Data Scraping from multiple table in one page html

Greetings

I have a difficulty in developing my program. Let’s say that I have a html report that has several tables inside. However, I only need the data from the tables which have the keyword “Machine Name”. The amount of the tables which have that text is random (it could be 5 tables,10,11, etc) and the row count of each table is also random (it could has 4 rows, 10,20, etc) because the html is generated from a report.

I have managed to try the data scraping feature from UiPath and I could get the data if I were extract from each tables one by one.
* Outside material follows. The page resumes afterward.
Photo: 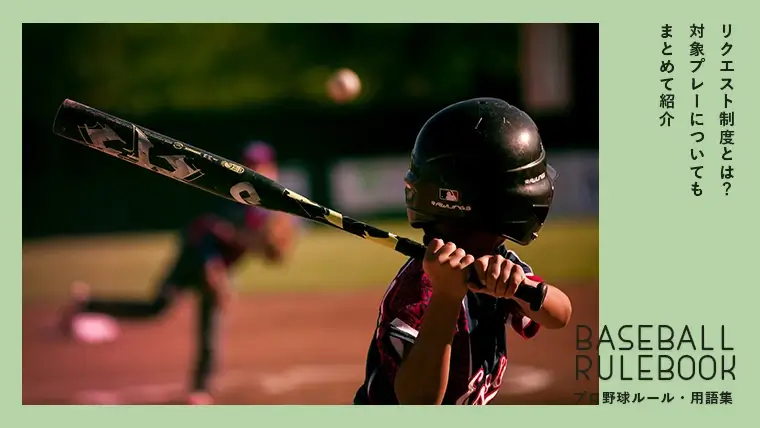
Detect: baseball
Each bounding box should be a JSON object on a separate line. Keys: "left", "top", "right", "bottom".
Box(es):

So, I would like to create an automatic extraction from this html page. so far I have tried this workflow:

  1. open browser and the html
  2. send hotkey ctrl+f (for find)
  3. type “machine name”
  4. get the total count of “machine name” in the html and set that as limit for counter
  5. create a do while with condition that the counter hasn’t reach the limit
  6. extract the data table which contains “machine name”
  7. append the result to excel
  8. click next in the find to search another “machine name”
  9. loop until it reaches the end of the result

With that workflow, the program could extract for the amount of the limit but the problem is that it only extract the data from the first table for the x amount equal to the limit. I am guessing that I put the wrong argument/input in the step 6 (extract structured data)

Please help. Thanks

please take a look at this result example from my excel. notice that it repeats the data only from the first table.

The only problem i saw, it’s if your first table get few row with “machine name” i think that, your workflow, loop on this, wich mean per row with “machine name”, he took the entire datatable, put this on the excel, go to the next row who’s still in the same datatable, so he appen the same datatable, go to the next row, and loop like that… May be i’m wrong, i need to see your workflow for getting more information, can you share it? :slight_smile:
After that you’ve get few possibility, you can get information by selector for know on what table you are, and try to creat an boolean or an int your increment for saying “ok i’ve already work on this table, go to the next table plz”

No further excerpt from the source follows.